Momento interlocutorio in Kirgizija, dopo le manifestazioni seguite al voto di domenica scorsa per il rinnovo del Parlamento, giudicate dall’opposizione tra le più falsificate nella storia elettorale del paese.
Secondo i risultati ufficiali, con un’affluenza del 56%, solo quattro della quindicina di partiti in lizza erano riusciti a superare la soglia del 7%; a quanto pare, tutti e quattro vicini al presidente Sooronbaj Žäänbekov, esponente dei cosiddetti “clan meridionali”.
I partiti rimasti esclusi continuano a guidare le manifestazioni, chiedendo nuove elezioni, tanto più che, martedì scorso, la Commissione elettorale centrale ha dichiarato non validi i risultati del voto del 4 ottobre.
Le proteste di massa erano scoppiate già nella giornata di lunedì, dopo l’annuncio dei risultati. Negli scontri tra manifestanti e forze di sicurezza, i sostenitori dei partiti d’opposizione, rimasti esclusi dal parlamento, ne avevano assaltato l’edificio, che ospita anche l’amministrazione presidenziale. Si parla di un morto e oltre 900 feriti negli scontri.
Nel corso delle proteste, sono stati liberati dagli arresti l’ex Presidente Almazbek Atambaev (le accuse contro lui e il suo clan andavano da: riciclaggio di denaro sporco e traffico di droga con l’Afghanistan a contatti diretti con la Turchia, dal commercio di armi e i flussi finanziari, fino ai contatti con gli agenti locali del MI6), l’ex primo ministro Sapar Isakov, insieme al faccendiere Sadyr Žaparov, proposto come Primo ministro, dopo le dimissioni di Kubatbek Boronov.
Il presidente Sooronbaj Žäänbekov, inizialmente dato, da alcune fonti, come “dileguatosi”, in un’intervista ieri a RIA Novosti, ha chiesto all’opposizione di trovare una “piattaforma di dialogo”, ma finora non ci sono stati negoziati ufficiali; mentre a Oš, nel sud del paese, suo fratello Asylbek Žäänbekov, ha raccolto alcune centinaia di sostenitori del presidente.
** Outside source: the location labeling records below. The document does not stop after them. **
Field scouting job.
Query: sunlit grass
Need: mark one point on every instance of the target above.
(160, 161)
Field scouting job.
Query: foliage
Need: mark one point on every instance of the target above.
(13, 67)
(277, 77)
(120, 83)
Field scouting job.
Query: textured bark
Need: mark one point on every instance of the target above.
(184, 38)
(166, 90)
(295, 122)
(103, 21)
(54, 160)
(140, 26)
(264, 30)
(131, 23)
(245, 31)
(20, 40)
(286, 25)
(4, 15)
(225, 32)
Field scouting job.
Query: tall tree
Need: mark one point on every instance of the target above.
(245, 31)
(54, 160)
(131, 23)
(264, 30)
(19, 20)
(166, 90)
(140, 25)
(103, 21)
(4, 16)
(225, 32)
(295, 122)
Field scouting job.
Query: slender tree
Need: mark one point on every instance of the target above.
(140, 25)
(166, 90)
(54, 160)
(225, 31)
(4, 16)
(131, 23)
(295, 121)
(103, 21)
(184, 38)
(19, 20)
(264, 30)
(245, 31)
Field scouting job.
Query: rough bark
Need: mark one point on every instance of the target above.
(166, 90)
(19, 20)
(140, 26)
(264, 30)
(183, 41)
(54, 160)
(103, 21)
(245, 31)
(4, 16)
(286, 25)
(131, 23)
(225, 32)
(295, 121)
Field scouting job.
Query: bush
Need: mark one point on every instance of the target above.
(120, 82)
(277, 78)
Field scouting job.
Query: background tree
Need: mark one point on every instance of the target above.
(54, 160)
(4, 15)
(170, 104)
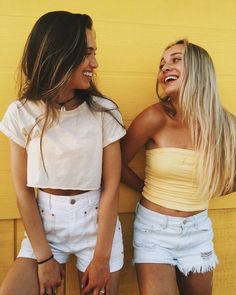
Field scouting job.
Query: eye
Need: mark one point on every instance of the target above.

L’agenzia centralasia.media scrive che, tenendo conto dell’influenza nel paese dell’ex presidente Atambaev, tuttora forte, è molto probabile che eventuali nuove elezioni porterebbero a un suo ulteriore rafforzamento, dato anche il sicuro sostegno da parte di Ankara e Washington.
Intanto, la Procura generale ha emesso mandati di cattura per i leader di alcuni dei più forti clan meridionali, confermando così quella che da sempre – almeno, sin dalla fine dell’Unione Sovietica – appare essere la caratteristica delle contese “politiche” kirgize: la lotta tra clan della parte meridionale del paese, più agraria, e quella settentrionale, più urbanizzata e industriale.
E se iarex.ru, scriveva martedì che “l’intrigo principale è come i vincitori si divideranno le posizioni di governo e cosa faranno i perdenti”, ieri Interfax parlava di “ignoti che avrebbero preso possesso di alcuni dei più importanti giacimenti di oro e carbone del paese”.
Nella regione di Noryn, sarebbe stata occupata la grande miniera di carbone di Kara-Keče, con cui si alimenta tra l’altro la centrale termo-elettrica di Biškek, per cui si temono possibili black-out nella capitale.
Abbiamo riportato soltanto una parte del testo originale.